The original article is published under the Creative Commons Attribution 4.0 International (CC BY 4.0) license

Using Gaussian elliptical models and pixel-based labeling to recognize human-object interactions

Human-Object Interaction (HOI) detection requires deep and significant detail from image sequences due to its importance in many computer vision-based applications. Incorporating semantics into understanding the scene has led to a deep understanding of human-centered action. a semantic HOI detection system based on multiview sensors. In the proposed system, denoised RGB and depth images are segmented into multiple clusters by bilateral filtering (BLF) using a simple linear iterative clustering (SLIC) algorithm.The skeleton is then extracted from segmented RGB and depth images via Euclidean Distance Transform (EDT). Human joints extracted from the skeleton provide the annotations for precise pixel-level annotation. Then an elliptical human model is generated by a Gaussian Mixture Model (GMM).
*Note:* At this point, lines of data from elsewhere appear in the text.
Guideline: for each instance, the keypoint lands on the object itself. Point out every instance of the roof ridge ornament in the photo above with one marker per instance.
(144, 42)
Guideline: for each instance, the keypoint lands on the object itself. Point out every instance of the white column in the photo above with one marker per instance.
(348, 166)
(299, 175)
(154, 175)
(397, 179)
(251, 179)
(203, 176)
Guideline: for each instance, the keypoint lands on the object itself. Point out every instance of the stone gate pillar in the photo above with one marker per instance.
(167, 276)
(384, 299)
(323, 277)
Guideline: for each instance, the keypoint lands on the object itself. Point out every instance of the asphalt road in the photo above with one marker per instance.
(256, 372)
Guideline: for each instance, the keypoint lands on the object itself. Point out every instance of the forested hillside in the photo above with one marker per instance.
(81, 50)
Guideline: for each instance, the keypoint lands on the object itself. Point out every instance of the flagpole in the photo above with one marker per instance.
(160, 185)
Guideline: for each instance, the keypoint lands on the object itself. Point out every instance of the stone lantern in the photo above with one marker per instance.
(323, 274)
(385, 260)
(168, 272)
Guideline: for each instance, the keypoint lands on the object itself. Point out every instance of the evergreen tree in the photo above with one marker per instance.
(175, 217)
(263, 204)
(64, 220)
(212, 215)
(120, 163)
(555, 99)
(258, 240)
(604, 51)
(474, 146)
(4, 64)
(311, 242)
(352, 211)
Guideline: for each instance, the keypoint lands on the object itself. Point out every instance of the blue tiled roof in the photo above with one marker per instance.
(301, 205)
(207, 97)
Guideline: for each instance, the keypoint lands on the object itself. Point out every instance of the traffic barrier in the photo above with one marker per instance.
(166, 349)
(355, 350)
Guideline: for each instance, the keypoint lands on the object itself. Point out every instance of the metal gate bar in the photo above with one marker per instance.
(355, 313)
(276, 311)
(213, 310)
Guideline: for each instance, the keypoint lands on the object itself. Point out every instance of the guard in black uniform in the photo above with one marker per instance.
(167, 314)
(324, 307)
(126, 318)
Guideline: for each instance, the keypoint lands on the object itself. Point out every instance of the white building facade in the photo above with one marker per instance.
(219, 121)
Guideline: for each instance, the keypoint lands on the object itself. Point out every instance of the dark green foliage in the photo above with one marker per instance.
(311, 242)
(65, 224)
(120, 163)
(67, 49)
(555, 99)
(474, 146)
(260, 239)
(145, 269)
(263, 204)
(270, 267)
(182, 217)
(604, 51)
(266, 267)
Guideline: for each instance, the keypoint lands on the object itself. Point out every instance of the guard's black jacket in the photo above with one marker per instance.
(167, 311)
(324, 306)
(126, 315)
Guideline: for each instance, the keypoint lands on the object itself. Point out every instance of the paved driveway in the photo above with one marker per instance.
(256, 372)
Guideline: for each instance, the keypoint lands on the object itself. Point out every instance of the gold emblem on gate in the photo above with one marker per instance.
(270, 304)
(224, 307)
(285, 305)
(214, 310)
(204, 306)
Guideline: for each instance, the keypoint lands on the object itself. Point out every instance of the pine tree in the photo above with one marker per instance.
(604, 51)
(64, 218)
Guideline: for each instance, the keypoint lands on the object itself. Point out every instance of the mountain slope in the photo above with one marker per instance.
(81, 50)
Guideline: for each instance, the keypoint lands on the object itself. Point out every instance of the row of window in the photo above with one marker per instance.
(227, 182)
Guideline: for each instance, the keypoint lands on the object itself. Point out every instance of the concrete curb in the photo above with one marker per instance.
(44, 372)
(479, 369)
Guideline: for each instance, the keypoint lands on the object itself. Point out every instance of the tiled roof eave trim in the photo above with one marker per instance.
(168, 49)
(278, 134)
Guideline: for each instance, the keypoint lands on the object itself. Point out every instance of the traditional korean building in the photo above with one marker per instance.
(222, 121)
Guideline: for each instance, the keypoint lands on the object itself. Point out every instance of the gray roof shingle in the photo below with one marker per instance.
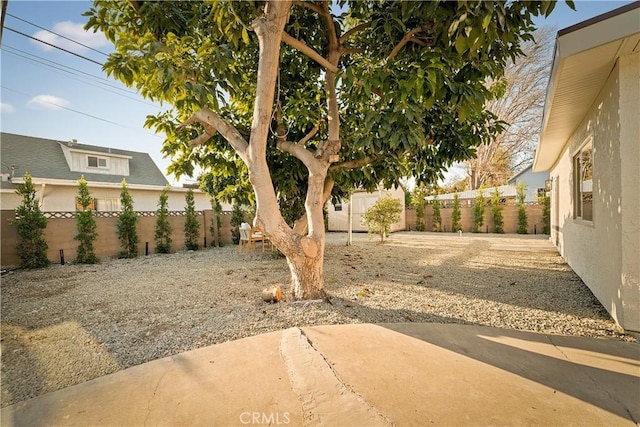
(44, 158)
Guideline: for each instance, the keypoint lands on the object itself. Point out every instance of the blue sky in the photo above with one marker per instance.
(52, 94)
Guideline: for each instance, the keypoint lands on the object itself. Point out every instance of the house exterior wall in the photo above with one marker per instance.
(361, 201)
(534, 181)
(604, 252)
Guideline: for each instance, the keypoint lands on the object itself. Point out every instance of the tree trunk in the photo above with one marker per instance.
(307, 275)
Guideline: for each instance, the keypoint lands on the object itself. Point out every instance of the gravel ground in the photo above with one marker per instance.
(64, 325)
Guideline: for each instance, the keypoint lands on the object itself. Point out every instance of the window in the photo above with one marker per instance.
(108, 205)
(583, 182)
(91, 207)
(96, 162)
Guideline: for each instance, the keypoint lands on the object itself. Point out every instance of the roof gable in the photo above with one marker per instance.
(45, 159)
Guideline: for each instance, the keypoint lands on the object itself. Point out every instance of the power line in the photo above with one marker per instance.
(54, 46)
(59, 35)
(75, 72)
(76, 111)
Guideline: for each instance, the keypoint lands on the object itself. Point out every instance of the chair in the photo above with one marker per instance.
(256, 235)
(244, 230)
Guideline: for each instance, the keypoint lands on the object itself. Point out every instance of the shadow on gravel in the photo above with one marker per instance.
(531, 356)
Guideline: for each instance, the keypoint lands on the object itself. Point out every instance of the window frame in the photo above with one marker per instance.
(578, 171)
(98, 159)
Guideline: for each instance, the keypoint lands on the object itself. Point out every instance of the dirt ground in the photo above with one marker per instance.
(67, 324)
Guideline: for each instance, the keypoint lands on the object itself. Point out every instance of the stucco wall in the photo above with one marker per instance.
(601, 250)
(59, 198)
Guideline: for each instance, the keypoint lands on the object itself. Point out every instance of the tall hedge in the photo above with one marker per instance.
(85, 225)
(163, 229)
(127, 223)
(191, 225)
(30, 225)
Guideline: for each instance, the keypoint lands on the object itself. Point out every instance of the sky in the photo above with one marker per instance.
(48, 93)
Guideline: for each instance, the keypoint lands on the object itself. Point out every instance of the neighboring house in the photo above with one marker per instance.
(468, 198)
(590, 143)
(535, 182)
(56, 166)
(360, 202)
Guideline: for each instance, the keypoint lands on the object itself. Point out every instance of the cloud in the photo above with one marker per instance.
(6, 108)
(73, 31)
(48, 102)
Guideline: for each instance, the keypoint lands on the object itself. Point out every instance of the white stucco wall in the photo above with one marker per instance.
(604, 252)
(339, 220)
(59, 198)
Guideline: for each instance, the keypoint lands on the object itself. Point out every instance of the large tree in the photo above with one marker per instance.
(307, 99)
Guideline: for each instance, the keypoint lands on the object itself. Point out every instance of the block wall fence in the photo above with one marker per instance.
(61, 229)
(509, 215)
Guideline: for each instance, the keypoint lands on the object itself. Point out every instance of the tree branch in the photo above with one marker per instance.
(299, 152)
(308, 5)
(354, 30)
(212, 122)
(302, 47)
(308, 136)
(353, 164)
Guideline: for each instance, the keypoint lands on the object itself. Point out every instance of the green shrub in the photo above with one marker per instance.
(523, 223)
(496, 212)
(418, 201)
(379, 217)
(216, 221)
(30, 225)
(127, 222)
(85, 224)
(163, 230)
(456, 215)
(191, 225)
(546, 214)
(478, 212)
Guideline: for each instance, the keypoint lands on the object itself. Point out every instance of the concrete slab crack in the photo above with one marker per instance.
(598, 385)
(325, 398)
(155, 391)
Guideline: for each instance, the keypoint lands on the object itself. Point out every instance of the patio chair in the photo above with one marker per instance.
(256, 235)
(244, 230)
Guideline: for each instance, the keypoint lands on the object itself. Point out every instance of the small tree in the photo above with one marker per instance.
(30, 225)
(418, 201)
(163, 229)
(85, 224)
(496, 212)
(191, 225)
(216, 221)
(478, 212)
(523, 223)
(379, 217)
(436, 221)
(237, 218)
(456, 215)
(127, 221)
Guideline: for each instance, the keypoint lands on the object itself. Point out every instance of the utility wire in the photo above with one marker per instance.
(54, 46)
(75, 72)
(59, 35)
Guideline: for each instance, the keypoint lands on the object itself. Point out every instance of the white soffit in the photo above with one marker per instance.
(584, 57)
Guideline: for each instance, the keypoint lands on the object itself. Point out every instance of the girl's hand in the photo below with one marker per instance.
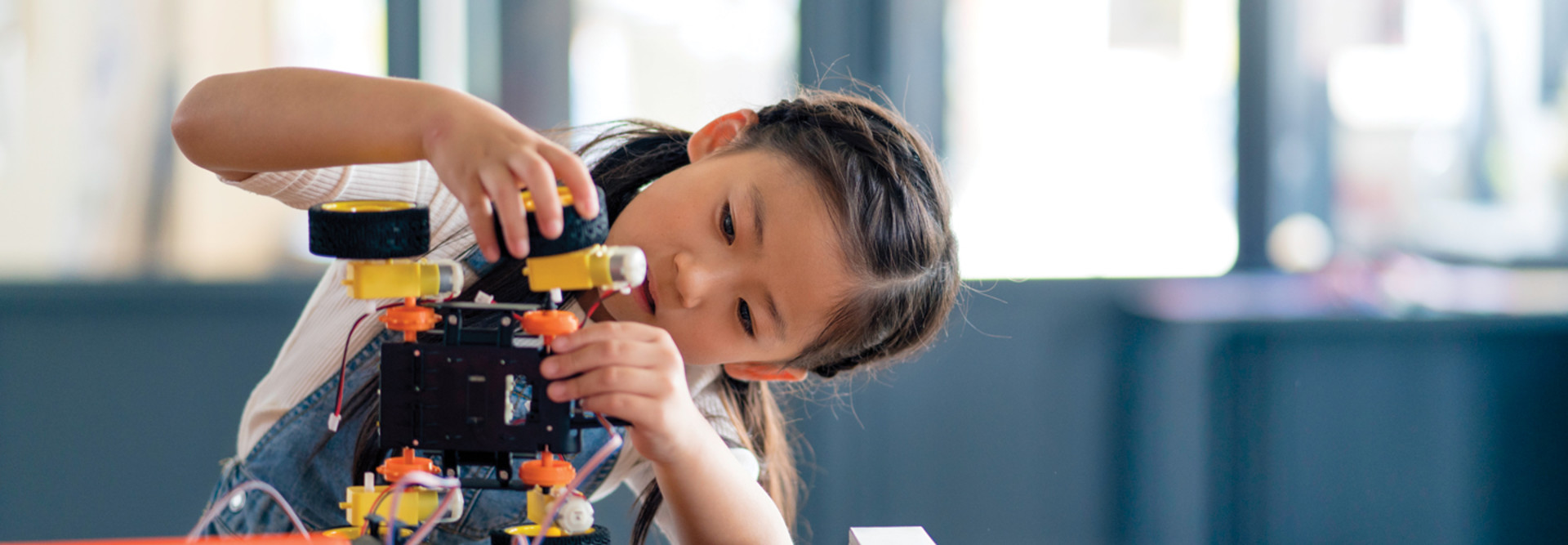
(485, 158)
(630, 371)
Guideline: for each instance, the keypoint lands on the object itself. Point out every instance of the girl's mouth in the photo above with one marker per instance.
(645, 296)
(648, 296)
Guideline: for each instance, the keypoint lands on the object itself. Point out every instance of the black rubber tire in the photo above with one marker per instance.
(601, 536)
(381, 235)
(576, 233)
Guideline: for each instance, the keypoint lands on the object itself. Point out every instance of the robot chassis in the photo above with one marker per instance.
(455, 396)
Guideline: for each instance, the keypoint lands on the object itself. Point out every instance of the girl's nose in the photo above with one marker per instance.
(695, 279)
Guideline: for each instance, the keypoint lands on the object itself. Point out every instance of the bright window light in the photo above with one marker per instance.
(1094, 139)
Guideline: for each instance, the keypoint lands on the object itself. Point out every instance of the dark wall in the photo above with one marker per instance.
(1049, 413)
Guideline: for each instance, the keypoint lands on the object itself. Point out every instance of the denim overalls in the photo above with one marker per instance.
(315, 485)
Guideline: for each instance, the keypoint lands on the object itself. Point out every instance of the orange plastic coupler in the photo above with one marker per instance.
(540, 476)
(549, 324)
(410, 319)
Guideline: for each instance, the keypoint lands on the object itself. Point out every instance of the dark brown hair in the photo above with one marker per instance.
(886, 194)
(884, 190)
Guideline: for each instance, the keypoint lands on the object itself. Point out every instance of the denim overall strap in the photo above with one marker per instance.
(315, 484)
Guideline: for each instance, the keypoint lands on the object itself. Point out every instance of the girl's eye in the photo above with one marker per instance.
(745, 318)
(726, 223)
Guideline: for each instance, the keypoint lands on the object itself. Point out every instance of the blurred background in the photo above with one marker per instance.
(1242, 270)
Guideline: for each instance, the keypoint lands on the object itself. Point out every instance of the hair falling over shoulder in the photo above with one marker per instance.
(884, 189)
(886, 194)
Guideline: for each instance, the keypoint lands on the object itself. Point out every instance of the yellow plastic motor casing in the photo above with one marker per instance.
(540, 502)
(416, 504)
(574, 270)
(593, 267)
(565, 195)
(395, 279)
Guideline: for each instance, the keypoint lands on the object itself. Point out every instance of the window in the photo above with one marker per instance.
(1094, 139)
(93, 185)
A Conditional Random Field (CRF) model is trained to assign a specific label to each pixel of different parts of the human body and an interaction object. Two types of semantic features extracted from each tagged human body part and tagged objects are: datum points and 3D point cloud. Feature descriptors are quantified using Fisher Linear Discriminant Analysis (FLDA) and classified using Kary Tree Hashing (KATH). In the experimental phase, the detection accuracy achieved with the Sports dataset is 92.88%, with the Sun YatSen University (SYSU) 3D HOI dataset 93.5%, and with the Nanyang Technological University RGB+D dataset (NTU) is 94.16%. The proposed system has been validated through extensive experiments and should be applicable to many computer vision based applications such as health monitoring, security and assisted living systems, etc.